11.1.2 If repair must take place at a location other than originally agreed, Nexus B.V. may charge extra costs for travel and accommodation.
11.2 Warranty on designs, advice, instructions, inspections, and other services:
The provisions of 11.1 shall apply mutatis mutandis, provided that the warranty obligation is limited to re-supply of the relevant service.
11.3 Warranty on pilot installations, prototypes, studies, and research:
Nexus B.V. exclusively warrants that it has made its best efforts. The provisions of 11.1 shall only apply if the Client demonstrates that Nexus B.V. did not act to the best of its ability.
11.4 Warranty on secondment:
Nexus B.V. warrants that seconded employees meet the agreed qualifications. If the Client makes it plausible that an employee does not possess these qualifications, Nexus B.V. shall replace this employee as soon as possible.
11.5 If delay in acceptance (as defined in Articles 6 and 8) is not attributable to Nexus B.V., the warranty period shall commence on the originally agreed date or the date determined upon completion.
11.6 The warranty shall only apply if::
a. Payment obligations have been fulfilled.
b. Operating and maintenance instructions have been complied with.
c. The Client or third parties have not carried out unauthorised repairs or adjustments.
d. The information provided by the Client was correct and complete.
11.7 Defects caused by the following are excluded from the warranty:
a. Normal wear and tear, erosion, and corrosion.
b. Careless use, intent, negligence, or faulty actions by the Client or third parties.
c. Materials, working methods, and instructions prescribed by the Client.
d. Materials or items provided by the Client.
e. Regulations imposed by the government.
11.8 Products and/or services from third parties are covered by the warranties provided by that third party.
11.9 Complaints about defects must be reported in writing as soon as possible, at the latest within 14 days after discovery or at the latest within 14 days after the end of the warranty period. If this occurs later, any claim shall lapse. If the Client decides to postpone the repair after discovery, they bear the risk of further damage themselves. Any claims must be instituted within one year after the timely complaint, failing which all rights shall lapse.
11.10 The Client may not transfer its rights under this warranty to third parties.

Article 12 - Liability

12.1 In the event of an attributable shortcoming on the part of Nexus B.V., it shall only be obliged to fulfil its contractual obligations.
12.2 The liability of Nexus B.V. is in all cases limited to a maximum of $50\%$ of the contract price (excluding VAT) with an absolute maximum of EUR 500,000. For partial assignments, the limitation applies to that specific part.
12.3 Nexus B.V. is in no event liable for:
a. ndirect or consequential damages, such as business interruption, loss of profit, loss of production, transport costs, or travel and accommodation costs.
b. Damage caused by intent or gross recklessness of auxiliary persons or non-managerial subordinates of Nexus B.V.
12.4 The Client indemnifies Nexus B.V. against third-party claims based on product liability if the Client sells goods to third parties in which products or materials of Nexus B.V. are incorporated.
12.5 Nexus B.V. is not liable for damages caused by employees seconded to the Client.

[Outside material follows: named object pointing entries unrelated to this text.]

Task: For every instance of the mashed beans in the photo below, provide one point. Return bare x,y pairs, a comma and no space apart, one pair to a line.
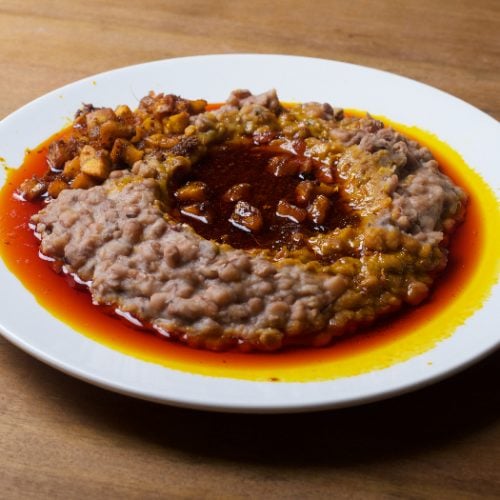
334,222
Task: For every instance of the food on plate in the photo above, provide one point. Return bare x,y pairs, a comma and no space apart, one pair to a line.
251,226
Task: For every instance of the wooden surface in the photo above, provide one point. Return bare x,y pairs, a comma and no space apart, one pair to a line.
61,438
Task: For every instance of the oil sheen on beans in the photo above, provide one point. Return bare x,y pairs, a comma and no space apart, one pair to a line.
458,292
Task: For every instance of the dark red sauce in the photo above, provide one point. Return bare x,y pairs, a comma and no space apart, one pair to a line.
272,175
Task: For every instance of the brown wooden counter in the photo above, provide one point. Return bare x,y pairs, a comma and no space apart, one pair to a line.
62,438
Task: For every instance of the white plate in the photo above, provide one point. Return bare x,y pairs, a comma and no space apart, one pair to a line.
465,128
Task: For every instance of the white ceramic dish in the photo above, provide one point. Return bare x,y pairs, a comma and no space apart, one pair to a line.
212,77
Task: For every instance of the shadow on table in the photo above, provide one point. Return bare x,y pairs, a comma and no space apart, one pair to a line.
413,423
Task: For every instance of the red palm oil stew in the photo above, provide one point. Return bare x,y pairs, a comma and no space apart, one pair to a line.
457,293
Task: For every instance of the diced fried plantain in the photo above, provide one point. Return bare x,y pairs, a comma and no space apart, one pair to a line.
72,168
125,152
95,162
32,188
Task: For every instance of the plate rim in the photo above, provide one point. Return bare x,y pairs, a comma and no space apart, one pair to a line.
397,389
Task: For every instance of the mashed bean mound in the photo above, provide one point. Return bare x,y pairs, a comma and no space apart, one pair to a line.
252,226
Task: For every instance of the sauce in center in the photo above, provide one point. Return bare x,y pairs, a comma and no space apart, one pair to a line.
280,187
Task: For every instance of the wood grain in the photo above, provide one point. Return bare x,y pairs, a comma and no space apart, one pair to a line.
62,438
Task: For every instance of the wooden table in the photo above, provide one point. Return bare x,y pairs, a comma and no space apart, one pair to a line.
61,438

Article 13 - Suspension, Rescission, and Termination of the Agreement

13.1 If the Client fails to fulfil its obligations timely or properly, or in the event of a well-founded fear of non-performance, moratorium of payments, bankruptcy, cessation of business, liquidation, or transfer of (a significant part of) the business, Nexus B.V. is entitled to wholly or partially rescind the Agreement or suspend its obligations, without further notice of default or judicial intervention, and without being held liable for damages or warranty.
13.2 In the event of suspension or rescission, the entire contract price shall become immediately due and payable, after deduction of installments already paid.
13.3 In the event of force majeure, Nexus B.V. is entitled to wholly or partially rescind the Agreement or suspend its execution without being liable for damages.
13.4 If the Client wishes to terminate the Agreement without any breach on the part of Nexus B.V. and Nexus B.V. agrees to this, Nexus B.V. is entitled to compensation for damages suffered and yet to be suffered, including lost profit and incurred costs.

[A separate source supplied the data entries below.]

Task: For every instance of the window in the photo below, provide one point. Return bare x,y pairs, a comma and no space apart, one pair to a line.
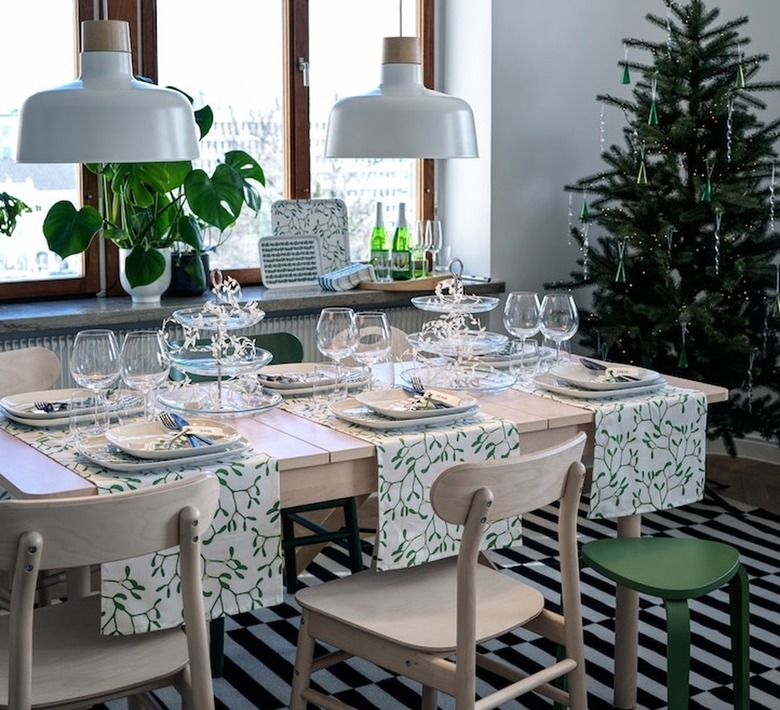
242,58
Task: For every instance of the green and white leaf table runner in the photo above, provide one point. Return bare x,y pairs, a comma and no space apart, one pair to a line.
648,450
241,552
408,462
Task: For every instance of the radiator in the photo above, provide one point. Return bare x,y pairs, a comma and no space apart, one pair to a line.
407,319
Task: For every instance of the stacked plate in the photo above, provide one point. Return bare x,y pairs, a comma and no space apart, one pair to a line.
399,409
572,379
152,441
21,407
305,377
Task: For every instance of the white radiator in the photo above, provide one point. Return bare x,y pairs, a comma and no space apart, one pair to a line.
407,319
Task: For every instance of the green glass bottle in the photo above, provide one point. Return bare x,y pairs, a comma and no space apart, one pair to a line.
380,247
402,252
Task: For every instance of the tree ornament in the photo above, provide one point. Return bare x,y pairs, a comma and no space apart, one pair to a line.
652,119
585,249
707,194
641,178
626,78
776,304
584,214
718,218
729,128
682,361
740,82
620,276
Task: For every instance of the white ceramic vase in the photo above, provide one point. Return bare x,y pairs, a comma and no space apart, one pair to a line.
148,294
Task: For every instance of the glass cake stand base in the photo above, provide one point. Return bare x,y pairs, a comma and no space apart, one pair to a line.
232,398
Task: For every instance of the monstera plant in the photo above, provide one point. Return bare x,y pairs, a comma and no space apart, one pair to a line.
153,206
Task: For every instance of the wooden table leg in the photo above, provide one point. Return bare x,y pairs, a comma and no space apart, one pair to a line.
626,628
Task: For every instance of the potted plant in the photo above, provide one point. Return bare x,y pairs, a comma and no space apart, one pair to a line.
159,206
11,208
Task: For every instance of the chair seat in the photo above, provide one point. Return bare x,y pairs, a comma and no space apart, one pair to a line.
671,568
416,606
81,664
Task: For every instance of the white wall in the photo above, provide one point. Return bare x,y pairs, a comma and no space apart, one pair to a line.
531,69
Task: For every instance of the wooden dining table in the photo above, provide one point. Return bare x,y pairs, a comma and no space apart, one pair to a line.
318,463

Article 14 - Force Majeure

14.1 Nexus B.V. may temporarily suspend its obligations in the event of force majeure.
14.2 Force majeure is understood to mean: non-timely or defective performance by suppliers, subcontractors, or carriers, extreme weather, earthquakes, fire, power failure, loss or theft of tools or materials, blockades, strikes, work stoppages, import or trade restrictions. If these occur at the location of the Client, the consequences shall be borne by the Client.
14.3 If the temporary impossibility lasts longer than six months, both parties may rescind the Agreement with immediate effect for the part not yet executed.
14.4 In the event of permanent impossibility due to force majeure, both parties may immediately rescind the Agreement for the part concerned.

Article 15 - Software

15.1 If Software is supplied, Nexus B.V. grants the Client a non-exclusive, non-transferable license to use the Software, including accompanying documentation, in accordance with the purposes agreed upon in writing.
15.2 All industrial and intellectual property rights to the Software remain the property of Nexus B.V. or the supplier from whom Nexus B.V. has obtained usage rights. The Client shall respect the confidentiality of the Software and shall not remove any indications concerning ownership or confidentiality. Nexus B.V. may take technical measures to protect the Software.

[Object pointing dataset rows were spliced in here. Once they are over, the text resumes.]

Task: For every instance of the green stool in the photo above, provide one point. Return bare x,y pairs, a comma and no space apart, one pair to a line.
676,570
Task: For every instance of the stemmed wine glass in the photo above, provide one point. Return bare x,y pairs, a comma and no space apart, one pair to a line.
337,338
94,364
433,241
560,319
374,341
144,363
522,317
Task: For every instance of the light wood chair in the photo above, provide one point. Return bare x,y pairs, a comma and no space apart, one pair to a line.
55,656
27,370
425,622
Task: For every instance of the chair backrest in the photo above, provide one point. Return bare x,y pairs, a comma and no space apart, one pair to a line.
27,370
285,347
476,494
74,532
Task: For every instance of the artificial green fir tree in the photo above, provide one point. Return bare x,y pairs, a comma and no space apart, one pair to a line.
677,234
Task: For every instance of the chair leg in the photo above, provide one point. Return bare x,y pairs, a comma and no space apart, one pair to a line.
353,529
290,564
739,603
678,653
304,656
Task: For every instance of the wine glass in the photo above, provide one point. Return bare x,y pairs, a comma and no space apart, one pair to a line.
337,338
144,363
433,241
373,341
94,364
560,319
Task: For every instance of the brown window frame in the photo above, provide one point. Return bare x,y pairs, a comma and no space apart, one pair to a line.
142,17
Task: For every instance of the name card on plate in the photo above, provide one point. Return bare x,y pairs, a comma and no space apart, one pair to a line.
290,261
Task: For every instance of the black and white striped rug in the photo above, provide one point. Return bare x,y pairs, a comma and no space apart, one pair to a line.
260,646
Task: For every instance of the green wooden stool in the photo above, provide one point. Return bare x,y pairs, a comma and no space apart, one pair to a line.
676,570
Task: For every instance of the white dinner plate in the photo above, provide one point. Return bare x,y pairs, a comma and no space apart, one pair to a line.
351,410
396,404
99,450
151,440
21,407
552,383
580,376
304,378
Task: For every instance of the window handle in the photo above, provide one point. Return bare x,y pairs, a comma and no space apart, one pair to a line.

Article 16 - Takeover of Personnel

16.1 During the term of the Agreement and for two years after its termination, the Client shall not hire employees of Nexus B.V. or have them work for it, directly or indirectly, for payment, unless Nexus B.V. gives written permission.
16.2 In the event of a breach, the Client shall forfeit a penalty, immediately due and payable and not subject to mitigation, of at least three times the last gross annual salary (including emoluments) of the employee concerned, without prejudice to the right of Nexus B.V. to claim additional compensation for damages.

Article 17 - Confidentiality

17.1 Both parties shall treat all confidential information they obtain within the framework of the Agreement as strictly confidential and shall use it exclusively for the intended purpose, unless legal regulations, agreed-upon deviations, or public knowledge prevent this.

Article 18 - Compliance with laws and regulations, standards, and business principles

18.1 Nexus B.V. complies with the laws and regulations applicable in the Netherlands, including industry and safety requirements. It expects its contracting parties to do the same.
18.2 Nexus B.V. maintains internal safety standards and procedures to promote occupational safety. If the Client applies stricter safety standards, Nexus B.V. will respect them where possible.
18.3 If the execution of the Agreement is subject to export licenses, sanction legislation, or internal export control of Nexus B.V., the Client is obliged to provide all necessary information. Refusal or delay caused by such legislation or policies shall be considered force majeure.

Article 19 - Disputes and Applicable Law

19.1 All disputes arising from or related to the Agreement shall preferably be resolved in accordance with the rules of the Netherlands Arbitration Institute (NAI). Nexus B.V. also has the right to submit disputes to the competent court in Rotterdam.
19.2 These general terms and conditions and the Agreement are exclusively governed by Dutch law, with the exclusion of the Vienna Sales Convention (CISG).